Published March 1, 2022
A Message from Francine Conway, Ph.D.
Chancellor-Provost, Rutgers University–New Brunswick
The new year always represents a new beginning for our community, and that feels especially true this school year as we prepare for a predominately in-person experience at Rutgers University–New Brunswick after nearly 18 months of mostly virtual interactions. While I am proud of our strong and steady commitment to excellence throughout the pandemic, I must say that it has been wonderful to see our alumni, friends, faculty, staff, and students in person, with a renewed appreciation for all our campus has to offer.
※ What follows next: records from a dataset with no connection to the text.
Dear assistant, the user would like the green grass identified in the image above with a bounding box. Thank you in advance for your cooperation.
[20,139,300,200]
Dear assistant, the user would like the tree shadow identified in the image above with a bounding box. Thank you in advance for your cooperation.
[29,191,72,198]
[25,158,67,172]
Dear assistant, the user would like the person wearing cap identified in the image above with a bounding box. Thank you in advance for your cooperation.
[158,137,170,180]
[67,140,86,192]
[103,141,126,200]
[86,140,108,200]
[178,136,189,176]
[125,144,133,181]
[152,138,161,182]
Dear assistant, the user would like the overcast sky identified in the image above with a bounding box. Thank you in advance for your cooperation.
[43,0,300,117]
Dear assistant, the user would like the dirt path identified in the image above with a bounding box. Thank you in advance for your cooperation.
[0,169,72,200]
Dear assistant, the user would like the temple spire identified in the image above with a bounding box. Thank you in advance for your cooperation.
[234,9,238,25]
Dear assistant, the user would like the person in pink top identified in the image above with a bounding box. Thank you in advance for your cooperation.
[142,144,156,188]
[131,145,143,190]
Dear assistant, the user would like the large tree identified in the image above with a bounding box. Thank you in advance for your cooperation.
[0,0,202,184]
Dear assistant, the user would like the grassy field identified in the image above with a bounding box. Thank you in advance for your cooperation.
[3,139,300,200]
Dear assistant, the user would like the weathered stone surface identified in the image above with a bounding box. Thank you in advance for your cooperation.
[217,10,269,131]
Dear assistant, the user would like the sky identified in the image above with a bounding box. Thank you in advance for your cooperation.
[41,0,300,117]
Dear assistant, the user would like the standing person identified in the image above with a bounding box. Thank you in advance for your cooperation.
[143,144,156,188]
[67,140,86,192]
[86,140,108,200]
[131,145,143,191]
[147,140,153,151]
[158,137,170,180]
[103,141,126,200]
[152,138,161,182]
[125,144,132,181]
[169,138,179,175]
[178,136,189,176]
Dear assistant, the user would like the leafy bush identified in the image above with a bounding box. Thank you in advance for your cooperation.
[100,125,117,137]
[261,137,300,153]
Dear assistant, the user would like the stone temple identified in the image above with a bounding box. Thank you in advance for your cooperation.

I am happy to share that over the course of this academic year, Rutgers–New Brunswick will unveil the Rutgers–New Brunswick Academic Master Plan, the product of an ongoing, intensive process to inform the direction of our academic enterprise over the next five years. It will serve as the roadmap for the institution’s future, clarifying strategies to accomplish the university’s academic mission. The master plan will focus on academic excellence and include the development of three components:
- A vision statement that lays out academic priorities for the next five years
- A plan for sustainable growth through an array of academic programs that reflect excellence and signature experiences
- A pathway for progress through innovative research, inclusive pedagogy, and public service that impacts the intellectual life of our faculty, students, and staff
The thoughtful contributions of donors like you allow us to build on our proud history and play a leadership role in bettering the world. Your involvement and investment will help us reach our new goals and ensure Rutgers continues to be a leader among its peers.
The following report highlights a few of the success stories that you and other donors have made possible. Although we do not have enough space to discuss every donor-supported fund, program, or research initiative, you can take pride in knowing that you make a difference no matter your area(s) of support. Thank you!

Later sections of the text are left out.